The online magazine on the history and operation of vintage scale model trains in American OO gauge

Monday, January 5, 2009

Ten times more efficient?

Lionel when they went into OO in 1938 was very aware of HO and the battle of the gauges. On page 28 of the 1939 Lionel catalog is a most interesting quote that caught my eye recently. The quotation is from Making and Operating Model Railroads by Raymond F. Yates (New York: Appleton & Company, 1938), where he states “Experts have found that ‘OO’ power units properly designed operate ten times more efficiently than do ‘HO’ units.”
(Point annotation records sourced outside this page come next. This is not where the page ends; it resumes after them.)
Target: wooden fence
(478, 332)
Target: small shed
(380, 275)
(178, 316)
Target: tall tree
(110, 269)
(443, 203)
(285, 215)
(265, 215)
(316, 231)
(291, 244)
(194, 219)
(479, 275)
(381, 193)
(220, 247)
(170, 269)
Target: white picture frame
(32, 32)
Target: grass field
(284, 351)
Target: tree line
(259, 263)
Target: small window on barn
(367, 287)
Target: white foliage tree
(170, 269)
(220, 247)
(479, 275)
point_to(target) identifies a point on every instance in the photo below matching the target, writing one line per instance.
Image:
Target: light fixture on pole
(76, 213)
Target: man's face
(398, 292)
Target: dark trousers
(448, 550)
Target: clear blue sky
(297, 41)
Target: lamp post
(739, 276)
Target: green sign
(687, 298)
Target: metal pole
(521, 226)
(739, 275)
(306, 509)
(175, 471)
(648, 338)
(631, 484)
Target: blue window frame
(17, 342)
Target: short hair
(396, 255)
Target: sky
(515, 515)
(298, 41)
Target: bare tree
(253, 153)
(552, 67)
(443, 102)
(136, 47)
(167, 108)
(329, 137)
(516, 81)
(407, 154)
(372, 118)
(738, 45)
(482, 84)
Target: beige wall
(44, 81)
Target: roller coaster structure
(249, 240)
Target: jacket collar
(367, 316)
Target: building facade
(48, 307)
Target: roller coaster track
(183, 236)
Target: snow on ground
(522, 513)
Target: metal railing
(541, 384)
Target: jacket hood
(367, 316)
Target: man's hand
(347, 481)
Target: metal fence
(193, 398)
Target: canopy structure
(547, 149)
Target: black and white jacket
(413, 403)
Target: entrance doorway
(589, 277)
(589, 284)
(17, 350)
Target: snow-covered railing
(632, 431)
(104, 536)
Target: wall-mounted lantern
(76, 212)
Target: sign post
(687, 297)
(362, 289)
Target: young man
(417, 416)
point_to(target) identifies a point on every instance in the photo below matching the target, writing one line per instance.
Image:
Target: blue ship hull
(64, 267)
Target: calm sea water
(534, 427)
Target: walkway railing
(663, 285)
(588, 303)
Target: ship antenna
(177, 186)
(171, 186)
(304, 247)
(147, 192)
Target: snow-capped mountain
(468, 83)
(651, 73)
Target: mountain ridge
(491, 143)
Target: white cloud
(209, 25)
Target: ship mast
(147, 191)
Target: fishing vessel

The large motors that all but fill early locomotive superstructures by Scale-Craft and Nason were certainly more robust than the comparable, smaller motors used in HO at that time. In their 1936 catalog Nason listed two types of motors as separate sale items, the “Super Power” rated at 10 volts AC or DC and the “Light Duty” motor rated at 6 volts AC or DC. The initial Scale-Craft motor for 1937 was their 7 pole, permanent magnet motor which ran on DC current, which was soon joined by their 12 volt AC/DC universal motor, a big motor that fills the cab of any steamer it was applied to in their line. In the photo a standard Scale-Craft motor is on the right and a pre-war Varney HO motor on the left (more information on this motor here, from their 1938 assembly instructions). Ten times more efficient I don’t know, but the S-C motor is at least three times bigger!

By even the late 30s, however, small motors were getting better and there must have been some good running locomotives out in HO. Lionel was overstating the case in their catalog and actually was a part of the problem in a sense, as they used AC power and sold models for two or three rail operation instead of focusing on two rail and DC.

HO would win the “battle of the gauges” (HO vs. OO) for many reasons, one of them certainly being that HO that it got sorted out pretty quickly around the 12 volt DC motors and two rail operation.